Like the cleric of popular legend, it makes a pathetic – if mildly charming – attempt to connect with the kids by flogging them popular culture from a time before they were born. Hey, man. Do you dig “free running” (as I believe you call it), the Zutons and Ocean Colour Scene? If so then Twist is for you. There will be sausage rolls and folk music in the scout hall after service.
The picture stars Raff Law as an orphaned young man who, after apparently growing up in an Alan Parker frozen pea commercial, finds himself adrift in a heightened version of contemporary Whitechapel. The Artful Dodger, now called Dodge, is a wise-cracking Rita Ora. Fagin is that version of Michael Caine, who doesn't have to stand up very much.
Mr Brownlow has had his name borrowed – the roles otherwise barely overlap – for co-producer Noel Clarke's crusading cop. Most intriguingly, Sykes, memorably played by Oliver Reed and Robert Newton in earlier versions, is now a ruthless Lena Headey.
What does that make Nancy? It makes her a bisexual Tanya Burr. The shift looks to have been made merely to accommodate a romantic triangle with Twist. And no, they don't turn Bullseye into a cat.
There is little point moaning about the failure to capture any of original’s underlying menace (some contemporary critics believe Fagin was based on the perpetrators of child sex rings). We can, however, chortle at how feeble Twist is at marking out its own contemporary territory. The art heist is muddled and implausible. David Walliams’s guest turn is so disconnected one wonders if he was included involuntarily in the style of Eddie Murphy’s Bowfinger. The dated ambience calls up thoughts of the 1970s kids show Here Come the Double Deckers.

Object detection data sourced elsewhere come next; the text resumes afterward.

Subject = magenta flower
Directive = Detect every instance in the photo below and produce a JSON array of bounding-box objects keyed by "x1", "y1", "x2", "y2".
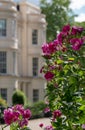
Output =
[
  {"x1": 19, "y1": 119, "x2": 28, "y2": 127},
  {"x1": 57, "y1": 32, "x2": 63, "y2": 45},
  {"x1": 39, "y1": 123, "x2": 44, "y2": 128},
  {"x1": 71, "y1": 26, "x2": 83, "y2": 35},
  {"x1": 81, "y1": 124, "x2": 85, "y2": 130},
  {"x1": 70, "y1": 38, "x2": 83, "y2": 50},
  {"x1": 44, "y1": 107, "x2": 50, "y2": 113},
  {"x1": 42, "y1": 43, "x2": 50, "y2": 56},
  {"x1": 4, "y1": 108, "x2": 15, "y2": 125},
  {"x1": 23, "y1": 109, "x2": 31, "y2": 119},
  {"x1": 12, "y1": 104, "x2": 24, "y2": 114},
  {"x1": 62, "y1": 24, "x2": 70, "y2": 34},
  {"x1": 4, "y1": 105, "x2": 31, "y2": 129},
  {"x1": 45, "y1": 126, "x2": 54, "y2": 130},
  {"x1": 44, "y1": 71, "x2": 54, "y2": 81},
  {"x1": 49, "y1": 42, "x2": 56, "y2": 54},
  {"x1": 53, "y1": 110, "x2": 62, "y2": 119}
]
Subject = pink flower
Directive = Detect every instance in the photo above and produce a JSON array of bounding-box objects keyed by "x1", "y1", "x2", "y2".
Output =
[
  {"x1": 57, "y1": 32, "x2": 63, "y2": 45},
  {"x1": 44, "y1": 71, "x2": 54, "y2": 81},
  {"x1": 40, "y1": 66, "x2": 44, "y2": 73},
  {"x1": 81, "y1": 124, "x2": 85, "y2": 130},
  {"x1": 42, "y1": 43, "x2": 50, "y2": 56},
  {"x1": 44, "y1": 107, "x2": 50, "y2": 113},
  {"x1": 4, "y1": 108, "x2": 15, "y2": 125},
  {"x1": 53, "y1": 110, "x2": 62, "y2": 119},
  {"x1": 12, "y1": 104, "x2": 24, "y2": 114},
  {"x1": 23, "y1": 109, "x2": 31, "y2": 119},
  {"x1": 49, "y1": 42, "x2": 56, "y2": 54},
  {"x1": 71, "y1": 26, "x2": 83, "y2": 35},
  {"x1": 45, "y1": 126, "x2": 54, "y2": 130},
  {"x1": 19, "y1": 118, "x2": 28, "y2": 127},
  {"x1": 62, "y1": 25, "x2": 70, "y2": 34},
  {"x1": 39, "y1": 123, "x2": 44, "y2": 128},
  {"x1": 70, "y1": 38, "x2": 83, "y2": 50}
]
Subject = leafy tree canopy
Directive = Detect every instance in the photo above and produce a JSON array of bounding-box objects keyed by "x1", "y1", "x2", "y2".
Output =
[{"x1": 40, "y1": 0, "x2": 74, "y2": 42}]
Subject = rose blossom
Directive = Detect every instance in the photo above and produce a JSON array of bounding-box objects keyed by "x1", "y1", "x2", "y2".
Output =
[
  {"x1": 39, "y1": 123, "x2": 44, "y2": 128},
  {"x1": 44, "y1": 71, "x2": 54, "y2": 81},
  {"x1": 53, "y1": 110, "x2": 62, "y2": 119},
  {"x1": 4, "y1": 108, "x2": 15, "y2": 125},
  {"x1": 23, "y1": 109, "x2": 31, "y2": 119},
  {"x1": 70, "y1": 38, "x2": 83, "y2": 50}
]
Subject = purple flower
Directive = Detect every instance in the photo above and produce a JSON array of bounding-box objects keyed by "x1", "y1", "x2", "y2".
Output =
[
  {"x1": 70, "y1": 38, "x2": 83, "y2": 50},
  {"x1": 23, "y1": 109, "x2": 31, "y2": 119},
  {"x1": 49, "y1": 42, "x2": 56, "y2": 54},
  {"x1": 62, "y1": 25, "x2": 70, "y2": 34},
  {"x1": 53, "y1": 110, "x2": 62, "y2": 119},
  {"x1": 81, "y1": 124, "x2": 85, "y2": 130},
  {"x1": 39, "y1": 123, "x2": 44, "y2": 128},
  {"x1": 45, "y1": 126, "x2": 54, "y2": 130},
  {"x1": 19, "y1": 119, "x2": 28, "y2": 127},
  {"x1": 57, "y1": 32, "x2": 63, "y2": 45},
  {"x1": 71, "y1": 26, "x2": 83, "y2": 35},
  {"x1": 44, "y1": 107, "x2": 50, "y2": 113},
  {"x1": 42, "y1": 43, "x2": 50, "y2": 56},
  {"x1": 44, "y1": 71, "x2": 54, "y2": 81},
  {"x1": 4, "y1": 108, "x2": 14, "y2": 125}
]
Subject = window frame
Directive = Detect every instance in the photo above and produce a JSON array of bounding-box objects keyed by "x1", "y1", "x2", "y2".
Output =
[
  {"x1": 33, "y1": 89, "x2": 39, "y2": 102},
  {"x1": 0, "y1": 51, "x2": 7, "y2": 74},
  {"x1": 32, "y1": 57, "x2": 39, "y2": 77},
  {"x1": 0, "y1": 19, "x2": 7, "y2": 37},
  {"x1": 32, "y1": 29, "x2": 38, "y2": 45},
  {"x1": 0, "y1": 88, "x2": 7, "y2": 101}
]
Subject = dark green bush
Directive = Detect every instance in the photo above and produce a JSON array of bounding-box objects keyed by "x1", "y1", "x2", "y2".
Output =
[
  {"x1": 0, "y1": 96, "x2": 7, "y2": 124},
  {"x1": 12, "y1": 90, "x2": 26, "y2": 105}
]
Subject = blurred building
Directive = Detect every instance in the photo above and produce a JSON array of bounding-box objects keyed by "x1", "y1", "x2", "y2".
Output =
[{"x1": 0, "y1": 0, "x2": 46, "y2": 105}]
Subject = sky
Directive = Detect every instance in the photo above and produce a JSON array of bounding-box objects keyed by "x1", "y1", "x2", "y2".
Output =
[{"x1": 15, "y1": 0, "x2": 85, "y2": 22}]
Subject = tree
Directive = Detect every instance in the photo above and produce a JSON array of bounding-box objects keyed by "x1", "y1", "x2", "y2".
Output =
[
  {"x1": 12, "y1": 90, "x2": 26, "y2": 105},
  {"x1": 40, "y1": 0, "x2": 74, "y2": 42}
]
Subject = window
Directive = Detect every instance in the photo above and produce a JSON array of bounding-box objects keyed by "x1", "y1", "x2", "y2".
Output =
[
  {"x1": 0, "y1": 19, "x2": 6, "y2": 36},
  {"x1": 0, "y1": 51, "x2": 7, "y2": 73},
  {"x1": 11, "y1": 20, "x2": 16, "y2": 37},
  {"x1": 32, "y1": 29, "x2": 38, "y2": 45},
  {"x1": 0, "y1": 88, "x2": 7, "y2": 101},
  {"x1": 32, "y1": 58, "x2": 38, "y2": 76},
  {"x1": 33, "y1": 89, "x2": 39, "y2": 102}
]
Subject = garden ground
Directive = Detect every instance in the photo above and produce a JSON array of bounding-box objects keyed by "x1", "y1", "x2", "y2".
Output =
[{"x1": 0, "y1": 118, "x2": 50, "y2": 130}]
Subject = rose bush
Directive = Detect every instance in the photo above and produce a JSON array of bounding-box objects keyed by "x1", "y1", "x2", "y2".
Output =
[
  {"x1": 2, "y1": 105, "x2": 31, "y2": 130},
  {"x1": 40, "y1": 25, "x2": 85, "y2": 130}
]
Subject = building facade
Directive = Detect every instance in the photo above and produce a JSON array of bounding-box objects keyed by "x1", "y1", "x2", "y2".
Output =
[{"x1": 0, "y1": 0, "x2": 46, "y2": 105}]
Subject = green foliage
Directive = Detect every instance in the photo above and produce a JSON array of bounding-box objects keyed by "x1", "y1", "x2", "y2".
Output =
[
  {"x1": 43, "y1": 24, "x2": 85, "y2": 130},
  {"x1": 0, "y1": 97, "x2": 7, "y2": 107},
  {"x1": 12, "y1": 90, "x2": 26, "y2": 105},
  {"x1": 29, "y1": 101, "x2": 46, "y2": 118},
  {"x1": 40, "y1": 0, "x2": 74, "y2": 42}
]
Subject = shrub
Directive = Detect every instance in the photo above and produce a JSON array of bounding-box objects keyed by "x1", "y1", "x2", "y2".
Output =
[
  {"x1": 0, "y1": 97, "x2": 7, "y2": 124},
  {"x1": 41, "y1": 25, "x2": 85, "y2": 130},
  {"x1": 28, "y1": 101, "x2": 46, "y2": 119},
  {"x1": 12, "y1": 90, "x2": 26, "y2": 105}
]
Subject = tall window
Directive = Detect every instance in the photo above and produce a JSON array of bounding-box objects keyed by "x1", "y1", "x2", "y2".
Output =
[
  {"x1": 33, "y1": 89, "x2": 39, "y2": 102},
  {"x1": 0, "y1": 19, "x2": 6, "y2": 36},
  {"x1": 32, "y1": 29, "x2": 38, "y2": 45},
  {"x1": 0, "y1": 88, "x2": 7, "y2": 101},
  {"x1": 0, "y1": 51, "x2": 7, "y2": 73},
  {"x1": 32, "y1": 57, "x2": 38, "y2": 76}
]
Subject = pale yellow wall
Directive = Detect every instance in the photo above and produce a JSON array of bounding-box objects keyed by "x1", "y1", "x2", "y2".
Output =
[{"x1": 0, "y1": 1, "x2": 46, "y2": 105}]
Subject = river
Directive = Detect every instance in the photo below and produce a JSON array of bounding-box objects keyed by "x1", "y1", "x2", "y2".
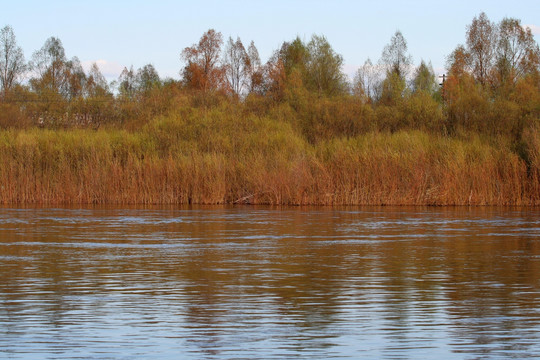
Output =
[{"x1": 0, "y1": 206, "x2": 540, "y2": 359}]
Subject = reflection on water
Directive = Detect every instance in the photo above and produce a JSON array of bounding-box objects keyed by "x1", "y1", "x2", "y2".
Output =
[{"x1": 0, "y1": 207, "x2": 540, "y2": 359}]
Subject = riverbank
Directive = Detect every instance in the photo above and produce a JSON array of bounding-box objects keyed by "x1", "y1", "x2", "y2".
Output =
[{"x1": 0, "y1": 113, "x2": 540, "y2": 205}]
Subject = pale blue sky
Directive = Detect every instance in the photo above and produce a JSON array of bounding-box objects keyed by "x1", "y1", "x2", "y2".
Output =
[{"x1": 0, "y1": 0, "x2": 540, "y2": 79}]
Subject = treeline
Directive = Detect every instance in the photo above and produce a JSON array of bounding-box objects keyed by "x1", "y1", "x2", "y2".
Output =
[{"x1": 0, "y1": 13, "x2": 540, "y2": 205}]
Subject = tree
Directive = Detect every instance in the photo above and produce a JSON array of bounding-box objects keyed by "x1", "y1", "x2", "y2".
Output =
[
  {"x1": 181, "y1": 29, "x2": 225, "y2": 92},
  {"x1": 118, "y1": 65, "x2": 136, "y2": 99},
  {"x1": 381, "y1": 30, "x2": 412, "y2": 79},
  {"x1": 353, "y1": 58, "x2": 382, "y2": 102},
  {"x1": 446, "y1": 45, "x2": 471, "y2": 77},
  {"x1": 30, "y1": 37, "x2": 66, "y2": 93},
  {"x1": 467, "y1": 13, "x2": 497, "y2": 85},
  {"x1": 65, "y1": 56, "x2": 87, "y2": 100},
  {"x1": 496, "y1": 18, "x2": 540, "y2": 84},
  {"x1": 246, "y1": 41, "x2": 264, "y2": 94},
  {"x1": 223, "y1": 37, "x2": 250, "y2": 96},
  {"x1": 84, "y1": 63, "x2": 109, "y2": 98},
  {"x1": 135, "y1": 64, "x2": 161, "y2": 93},
  {"x1": 278, "y1": 37, "x2": 309, "y2": 77},
  {"x1": 412, "y1": 60, "x2": 437, "y2": 95},
  {"x1": 307, "y1": 35, "x2": 347, "y2": 96},
  {"x1": 0, "y1": 25, "x2": 26, "y2": 98}
]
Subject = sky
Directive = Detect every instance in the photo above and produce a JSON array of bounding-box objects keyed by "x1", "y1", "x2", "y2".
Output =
[{"x1": 0, "y1": 0, "x2": 540, "y2": 80}]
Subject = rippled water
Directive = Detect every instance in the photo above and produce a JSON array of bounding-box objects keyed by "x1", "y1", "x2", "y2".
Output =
[{"x1": 0, "y1": 207, "x2": 540, "y2": 359}]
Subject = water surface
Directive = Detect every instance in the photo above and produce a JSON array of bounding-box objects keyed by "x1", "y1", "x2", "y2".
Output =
[{"x1": 0, "y1": 207, "x2": 540, "y2": 359}]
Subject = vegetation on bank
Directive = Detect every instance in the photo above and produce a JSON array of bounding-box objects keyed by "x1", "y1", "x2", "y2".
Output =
[{"x1": 0, "y1": 14, "x2": 540, "y2": 205}]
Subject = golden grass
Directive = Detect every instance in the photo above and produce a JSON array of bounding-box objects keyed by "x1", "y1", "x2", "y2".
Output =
[{"x1": 0, "y1": 109, "x2": 540, "y2": 205}]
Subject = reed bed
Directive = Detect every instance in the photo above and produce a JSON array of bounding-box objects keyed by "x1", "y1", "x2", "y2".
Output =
[{"x1": 0, "y1": 111, "x2": 540, "y2": 205}]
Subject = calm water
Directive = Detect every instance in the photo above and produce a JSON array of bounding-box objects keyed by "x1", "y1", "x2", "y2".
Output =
[{"x1": 0, "y1": 207, "x2": 540, "y2": 359}]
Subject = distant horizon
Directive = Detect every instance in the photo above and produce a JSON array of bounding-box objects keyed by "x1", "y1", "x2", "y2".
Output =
[{"x1": 0, "y1": 0, "x2": 540, "y2": 82}]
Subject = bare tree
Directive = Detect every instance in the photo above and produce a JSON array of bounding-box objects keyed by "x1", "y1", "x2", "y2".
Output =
[
  {"x1": 467, "y1": 13, "x2": 497, "y2": 85},
  {"x1": 307, "y1": 35, "x2": 347, "y2": 96},
  {"x1": 223, "y1": 37, "x2": 250, "y2": 96},
  {"x1": 496, "y1": 18, "x2": 540, "y2": 82},
  {"x1": 181, "y1": 29, "x2": 225, "y2": 91},
  {"x1": 0, "y1": 25, "x2": 26, "y2": 98},
  {"x1": 381, "y1": 30, "x2": 412, "y2": 79},
  {"x1": 353, "y1": 58, "x2": 382, "y2": 102},
  {"x1": 30, "y1": 37, "x2": 66, "y2": 92}
]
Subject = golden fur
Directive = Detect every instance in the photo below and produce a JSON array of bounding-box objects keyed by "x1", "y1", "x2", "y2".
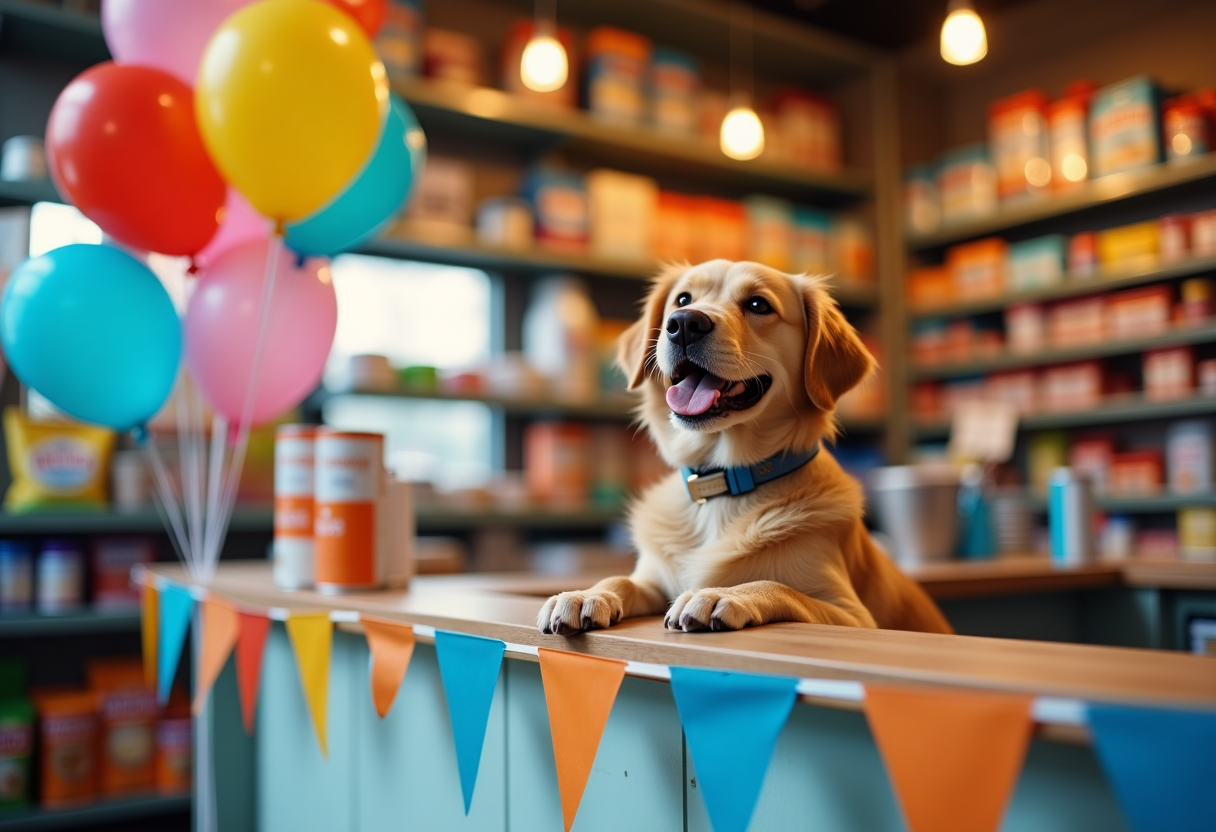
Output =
[{"x1": 537, "y1": 260, "x2": 951, "y2": 634}]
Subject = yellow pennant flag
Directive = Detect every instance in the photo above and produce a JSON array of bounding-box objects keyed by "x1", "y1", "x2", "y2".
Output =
[
  {"x1": 140, "y1": 583, "x2": 161, "y2": 691},
  {"x1": 195, "y1": 597, "x2": 241, "y2": 716},
  {"x1": 287, "y1": 612, "x2": 333, "y2": 758}
]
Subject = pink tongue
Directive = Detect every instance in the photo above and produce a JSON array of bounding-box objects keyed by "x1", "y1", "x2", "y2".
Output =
[{"x1": 668, "y1": 372, "x2": 726, "y2": 416}]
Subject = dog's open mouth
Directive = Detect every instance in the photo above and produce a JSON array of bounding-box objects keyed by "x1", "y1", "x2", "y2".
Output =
[{"x1": 668, "y1": 360, "x2": 772, "y2": 421}]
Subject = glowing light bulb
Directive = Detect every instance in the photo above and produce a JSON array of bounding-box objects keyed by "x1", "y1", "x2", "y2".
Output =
[
  {"x1": 720, "y1": 107, "x2": 764, "y2": 159},
  {"x1": 941, "y1": 1, "x2": 987, "y2": 67},
  {"x1": 519, "y1": 34, "x2": 569, "y2": 92}
]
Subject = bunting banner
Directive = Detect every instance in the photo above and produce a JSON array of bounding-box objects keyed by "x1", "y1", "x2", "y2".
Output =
[
  {"x1": 1087, "y1": 704, "x2": 1216, "y2": 832},
  {"x1": 539, "y1": 647, "x2": 625, "y2": 832},
  {"x1": 671, "y1": 667, "x2": 798, "y2": 832},
  {"x1": 360, "y1": 615, "x2": 413, "y2": 719},
  {"x1": 236, "y1": 612, "x2": 270, "y2": 735},
  {"x1": 195, "y1": 596, "x2": 241, "y2": 716},
  {"x1": 287, "y1": 612, "x2": 333, "y2": 758},
  {"x1": 866, "y1": 685, "x2": 1034, "y2": 832},
  {"x1": 156, "y1": 584, "x2": 195, "y2": 705},
  {"x1": 435, "y1": 630, "x2": 507, "y2": 815},
  {"x1": 140, "y1": 581, "x2": 161, "y2": 690}
]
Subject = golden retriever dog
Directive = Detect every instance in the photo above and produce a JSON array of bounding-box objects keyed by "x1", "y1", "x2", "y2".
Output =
[{"x1": 537, "y1": 260, "x2": 951, "y2": 635}]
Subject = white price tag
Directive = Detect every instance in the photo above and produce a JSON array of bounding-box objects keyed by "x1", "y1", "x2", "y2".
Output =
[{"x1": 950, "y1": 401, "x2": 1018, "y2": 462}]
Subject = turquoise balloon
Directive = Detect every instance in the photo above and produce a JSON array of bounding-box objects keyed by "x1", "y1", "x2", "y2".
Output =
[
  {"x1": 0, "y1": 244, "x2": 181, "y2": 431},
  {"x1": 285, "y1": 95, "x2": 427, "y2": 257}
]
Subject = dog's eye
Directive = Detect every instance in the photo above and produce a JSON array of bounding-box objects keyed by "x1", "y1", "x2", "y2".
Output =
[{"x1": 743, "y1": 294, "x2": 772, "y2": 315}]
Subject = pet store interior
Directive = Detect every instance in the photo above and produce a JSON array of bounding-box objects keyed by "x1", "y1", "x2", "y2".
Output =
[{"x1": 0, "y1": 0, "x2": 1216, "y2": 832}]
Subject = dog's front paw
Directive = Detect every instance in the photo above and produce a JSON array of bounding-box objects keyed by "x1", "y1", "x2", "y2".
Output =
[
  {"x1": 536, "y1": 592, "x2": 625, "y2": 635},
  {"x1": 663, "y1": 589, "x2": 758, "y2": 633}
]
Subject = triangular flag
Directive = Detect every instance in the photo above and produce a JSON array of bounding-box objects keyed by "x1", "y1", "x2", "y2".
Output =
[
  {"x1": 156, "y1": 584, "x2": 195, "y2": 705},
  {"x1": 671, "y1": 668, "x2": 798, "y2": 832},
  {"x1": 236, "y1": 612, "x2": 270, "y2": 733},
  {"x1": 866, "y1": 686, "x2": 1034, "y2": 832},
  {"x1": 435, "y1": 630, "x2": 507, "y2": 815},
  {"x1": 287, "y1": 612, "x2": 333, "y2": 757},
  {"x1": 195, "y1": 597, "x2": 241, "y2": 715},
  {"x1": 539, "y1": 647, "x2": 625, "y2": 832},
  {"x1": 360, "y1": 615, "x2": 413, "y2": 719},
  {"x1": 140, "y1": 583, "x2": 161, "y2": 690},
  {"x1": 1088, "y1": 704, "x2": 1216, "y2": 832}
]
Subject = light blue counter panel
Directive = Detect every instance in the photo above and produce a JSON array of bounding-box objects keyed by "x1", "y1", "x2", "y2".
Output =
[
  {"x1": 686, "y1": 703, "x2": 903, "y2": 832},
  {"x1": 257, "y1": 623, "x2": 367, "y2": 832},
  {"x1": 355, "y1": 637, "x2": 513, "y2": 832},
  {"x1": 505, "y1": 660, "x2": 683, "y2": 832},
  {"x1": 1001, "y1": 741, "x2": 1131, "y2": 832}
]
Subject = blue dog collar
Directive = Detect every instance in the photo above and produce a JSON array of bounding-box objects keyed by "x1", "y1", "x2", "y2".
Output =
[{"x1": 680, "y1": 444, "x2": 820, "y2": 505}]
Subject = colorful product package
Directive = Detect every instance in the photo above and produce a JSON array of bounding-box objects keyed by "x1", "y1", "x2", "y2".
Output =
[{"x1": 4, "y1": 407, "x2": 114, "y2": 511}]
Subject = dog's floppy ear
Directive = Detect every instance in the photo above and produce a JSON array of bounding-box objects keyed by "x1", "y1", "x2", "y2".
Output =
[
  {"x1": 617, "y1": 264, "x2": 688, "y2": 390},
  {"x1": 803, "y1": 281, "x2": 877, "y2": 410}
]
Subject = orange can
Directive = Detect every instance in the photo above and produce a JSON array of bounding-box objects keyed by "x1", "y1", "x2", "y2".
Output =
[
  {"x1": 313, "y1": 428, "x2": 384, "y2": 594},
  {"x1": 34, "y1": 691, "x2": 97, "y2": 809},
  {"x1": 274, "y1": 425, "x2": 316, "y2": 590}
]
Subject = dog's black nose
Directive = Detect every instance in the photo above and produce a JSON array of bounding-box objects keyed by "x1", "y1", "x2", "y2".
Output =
[{"x1": 668, "y1": 309, "x2": 714, "y2": 349}]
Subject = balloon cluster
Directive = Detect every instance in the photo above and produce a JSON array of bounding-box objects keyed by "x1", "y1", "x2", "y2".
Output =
[{"x1": 0, "y1": 0, "x2": 426, "y2": 429}]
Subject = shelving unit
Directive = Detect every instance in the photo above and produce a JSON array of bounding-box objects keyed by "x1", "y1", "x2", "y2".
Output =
[
  {"x1": 912, "y1": 322, "x2": 1216, "y2": 381},
  {"x1": 0, "y1": 794, "x2": 191, "y2": 832}
]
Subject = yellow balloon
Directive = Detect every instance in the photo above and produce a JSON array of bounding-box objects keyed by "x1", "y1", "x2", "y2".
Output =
[{"x1": 195, "y1": 0, "x2": 388, "y2": 223}]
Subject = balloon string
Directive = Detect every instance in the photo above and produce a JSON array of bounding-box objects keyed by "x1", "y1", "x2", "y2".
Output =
[{"x1": 216, "y1": 234, "x2": 282, "y2": 574}]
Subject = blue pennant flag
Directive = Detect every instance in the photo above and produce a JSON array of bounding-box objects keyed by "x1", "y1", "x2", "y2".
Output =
[
  {"x1": 435, "y1": 630, "x2": 507, "y2": 815},
  {"x1": 671, "y1": 668, "x2": 798, "y2": 832},
  {"x1": 1088, "y1": 704, "x2": 1216, "y2": 832},
  {"x1": 156, "y1": 584, "x2": 195, "y2": 704}
]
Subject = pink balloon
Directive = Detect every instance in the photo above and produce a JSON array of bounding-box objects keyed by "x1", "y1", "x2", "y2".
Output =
[
  {"x1": 101, "y1": 0, "x2": 250, "y2": 86},
  {"x1": 185, "y1": 238, "x2": 338, "y2": 426},
  {"x1": 195, "y1": 187, "x2": 274, "y2": 269}
]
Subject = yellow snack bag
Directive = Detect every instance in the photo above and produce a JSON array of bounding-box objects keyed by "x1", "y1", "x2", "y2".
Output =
[{"x1": 4, "y1": 407, "x2": 114, "y2": 511}]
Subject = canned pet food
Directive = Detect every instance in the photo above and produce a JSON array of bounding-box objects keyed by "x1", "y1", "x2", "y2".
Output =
[
  {"x1": 274, "y1": 425, "x2": 316, "y2": 590},
  {"x1": 313, "y1": 428, "x2": 384, "y2": 594}
]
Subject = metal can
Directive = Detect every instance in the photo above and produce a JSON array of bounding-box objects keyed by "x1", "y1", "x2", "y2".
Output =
[
  {"x1": 1047, "y1": 467, "x2": 1093, "y2": 566},
  {"x1": 313, "y1": 428, "x2": 384, "y2": 594},
  {"x1": 274, "y1": 425, "x2": 316, "y2": 590}
]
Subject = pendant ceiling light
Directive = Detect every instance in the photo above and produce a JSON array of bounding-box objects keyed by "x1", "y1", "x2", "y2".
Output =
[
  {"x1": 519, "y1": 0, "x2": 570, "y2": 92},
  {"x1": 719, "y1": 2, "x2": 764, "y2": 161},
  {"x1": 941, "y1": 0, "x2": 987, "y2": 66}
]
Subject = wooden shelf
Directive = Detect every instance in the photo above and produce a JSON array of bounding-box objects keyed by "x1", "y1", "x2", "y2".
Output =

Dickensians will enjoy dragging out the DiCaprio-pointing-at-the-telly meme when Caine, barely awake in a drab dressing gown, paraphrases a famous line from Fagin’s death cell, but such enthusiasts would be better served having another glance at Armando Iannucci’s The Personal History of David Copperfield. It is possible to spread diversity across Dickens without making a pig’s ear of the thing.